15 Temmuz gece TRT binasında neler konuşuldu ? İşte o sözler
Fetullahçı Terör Örgütü'nün (FETÖ) 15 Temmuz darbe girişimi sırasında Cumhurbaşkanlığı Muhafız Alayı'ndaki eylemlere ilişkin, aralarında eski alay komutanları Muhsin Kutsi Barış ve Muhammet Tanju Poshor'un da bulunduğu 521 kişinin yargılandığı davaya müşteki beyanlarıyla devam edildi.
Ankara 19. Ağır Ceza Mahkemesince, Sincan Ceza İnfaz Kurumları Kampüsü'ndeki salonda görülen duruşmaya, müştekiler, sanıklar, yakınları ve taraf avukatları katıldı.
Duruşmada, darbe girişimi gecesi FETÖ'cü askerler tarafından zorla darbe bildirisi okutulan TRT spikeri Tijen Karaş müşteki sıfatıyla ifade verdi.
Karaş, olay günü 23.00 haberlerine hazırlanırken, MİT'in bombalandığına yönelik haberler geldiğini, yayın ekibiyle bu konu hakkında konuşurken rejiden bağırışma sesleri duyduğunu anlattı.
Kısa süre sonra askerlerin bulundukları yere geldiğini "yere yatın" diye bağırdıklarını ifade eden Karaş, "Bizi yere yatırdılar. Ellerimiz kelepçelediler. Bazı arkadaşlar soru soruyordu. Başlarındaki Ümit Gençer, 'Bir daha soru soran olursa önce dipçikle sonra silahla vuracaksınız' dedi." şeklinde konuştu.
Darbecilerin yayında gerekli personeli ayırarak stüdyoya indirmek istediğini söyleyen Karaş, yaşadıklarına ilişkin şunları anlattı:
"Yarbay Ümit Gençer, telefonundaki bildiriyi benim okumamı istedi. 'Ben okuyamam, bunu bana yapmayın' dedim. Okumamak için direndim. Daha sonra metni prompter'a aktardılar. Gençer iki asker ve İlker Taşkın ile stüdyo odasına doğru yürüdük. Aşağı inerken yarbay bana, 'Türkiye, yarın çok daha aydınlık güzel bir güne uyanacak' dedi. Ben de 'Maalesef olmuyor öyle. Darbeler ülkemize hiç hayır getirmedi' dedim.

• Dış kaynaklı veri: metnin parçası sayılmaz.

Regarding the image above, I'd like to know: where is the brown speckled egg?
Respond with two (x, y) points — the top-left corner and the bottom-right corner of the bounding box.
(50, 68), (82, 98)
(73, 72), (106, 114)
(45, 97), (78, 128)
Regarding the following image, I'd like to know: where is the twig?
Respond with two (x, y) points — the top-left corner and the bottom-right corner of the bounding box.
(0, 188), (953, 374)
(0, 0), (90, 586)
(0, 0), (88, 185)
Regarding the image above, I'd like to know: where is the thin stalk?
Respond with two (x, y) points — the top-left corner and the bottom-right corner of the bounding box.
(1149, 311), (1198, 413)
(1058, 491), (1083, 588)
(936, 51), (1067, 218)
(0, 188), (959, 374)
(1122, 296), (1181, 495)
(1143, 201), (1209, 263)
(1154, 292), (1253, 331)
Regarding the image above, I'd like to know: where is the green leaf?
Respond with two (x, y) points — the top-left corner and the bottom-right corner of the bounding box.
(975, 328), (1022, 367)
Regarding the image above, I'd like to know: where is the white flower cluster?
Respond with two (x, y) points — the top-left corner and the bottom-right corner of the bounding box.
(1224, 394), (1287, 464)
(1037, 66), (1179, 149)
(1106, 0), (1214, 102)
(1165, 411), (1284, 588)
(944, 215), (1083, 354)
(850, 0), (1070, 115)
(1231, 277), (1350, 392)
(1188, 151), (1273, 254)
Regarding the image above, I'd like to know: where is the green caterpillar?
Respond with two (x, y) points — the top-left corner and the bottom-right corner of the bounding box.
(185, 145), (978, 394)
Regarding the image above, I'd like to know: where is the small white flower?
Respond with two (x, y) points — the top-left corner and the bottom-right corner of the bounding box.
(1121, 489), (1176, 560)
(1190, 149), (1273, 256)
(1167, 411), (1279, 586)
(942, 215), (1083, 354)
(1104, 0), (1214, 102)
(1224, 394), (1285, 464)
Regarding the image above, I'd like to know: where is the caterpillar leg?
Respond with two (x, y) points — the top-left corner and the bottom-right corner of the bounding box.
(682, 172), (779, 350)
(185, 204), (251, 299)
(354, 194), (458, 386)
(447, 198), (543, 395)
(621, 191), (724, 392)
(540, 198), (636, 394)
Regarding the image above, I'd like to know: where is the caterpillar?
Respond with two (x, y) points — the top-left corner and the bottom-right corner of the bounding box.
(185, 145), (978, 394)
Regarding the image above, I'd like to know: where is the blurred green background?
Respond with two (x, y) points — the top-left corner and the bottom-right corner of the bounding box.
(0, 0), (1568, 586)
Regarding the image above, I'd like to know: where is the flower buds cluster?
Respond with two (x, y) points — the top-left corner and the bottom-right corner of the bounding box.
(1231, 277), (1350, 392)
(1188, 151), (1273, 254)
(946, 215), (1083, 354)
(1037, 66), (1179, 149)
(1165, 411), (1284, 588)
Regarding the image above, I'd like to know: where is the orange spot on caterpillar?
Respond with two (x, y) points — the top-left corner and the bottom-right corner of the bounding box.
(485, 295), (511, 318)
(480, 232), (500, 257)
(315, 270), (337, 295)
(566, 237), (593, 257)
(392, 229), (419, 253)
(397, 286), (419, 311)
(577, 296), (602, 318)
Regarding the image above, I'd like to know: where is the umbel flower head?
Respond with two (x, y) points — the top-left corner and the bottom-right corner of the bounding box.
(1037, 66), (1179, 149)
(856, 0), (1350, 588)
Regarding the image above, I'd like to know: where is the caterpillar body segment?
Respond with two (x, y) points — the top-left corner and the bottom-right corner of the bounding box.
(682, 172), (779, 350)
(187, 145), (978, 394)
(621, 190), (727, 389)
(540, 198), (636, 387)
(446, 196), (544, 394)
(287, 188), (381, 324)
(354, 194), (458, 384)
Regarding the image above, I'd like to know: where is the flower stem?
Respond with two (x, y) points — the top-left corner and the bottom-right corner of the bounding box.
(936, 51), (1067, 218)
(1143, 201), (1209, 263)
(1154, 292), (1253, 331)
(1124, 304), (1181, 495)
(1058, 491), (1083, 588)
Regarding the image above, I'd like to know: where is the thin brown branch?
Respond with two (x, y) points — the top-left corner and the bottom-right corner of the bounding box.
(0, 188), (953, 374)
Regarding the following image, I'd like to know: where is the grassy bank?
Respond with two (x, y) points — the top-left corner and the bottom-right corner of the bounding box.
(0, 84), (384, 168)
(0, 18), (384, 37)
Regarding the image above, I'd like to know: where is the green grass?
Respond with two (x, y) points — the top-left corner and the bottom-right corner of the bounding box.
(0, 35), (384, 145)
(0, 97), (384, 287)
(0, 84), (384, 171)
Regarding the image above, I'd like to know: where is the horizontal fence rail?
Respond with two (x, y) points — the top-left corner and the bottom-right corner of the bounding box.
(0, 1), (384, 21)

Metni okumak üzeri stüdyoya indiğimizde yarbay çaprazımda silahını bana doğrultarak bekledi. Ben tekrar tekrar okudum. Cümleler, kelimeler ağzımdan çıkmıyor. Bir müddet sonra bayılacak gibi oldum. Bir er bana meyve suyu getirdi. Ellerim ayaklarım titriyordu. Bant yayına geçince Ümit Gençer stüdyoda üstünü değiştirdi. Silah ve teçhizatını alıp çıktı. Rejideki arkadaşlarımın yanına çıktım, hepimiz ağladık. Bir müddet sonra Allahu Ekber sesleriyle yüzlerce vatandaş stüdyoya akın etti."
Vatandaşların stüdyoya gelmesiyle darbecilerin binayı terk ettiğini belirten Karaş, daha sonra canlı yayına geçtiklerini ve askerlerin metni zorla okuttuklarına yönelik bilgilendirici yayın yaptığını kaydetti.
Müştekiler, Songül Emanet, Serap Tan, Tuğba Kartal, Selçuk Durmuş ve Savaş Karaağaç'ın beyanlarının ardından duruşmaya pazartesi devam edilmek üzere ara verildi.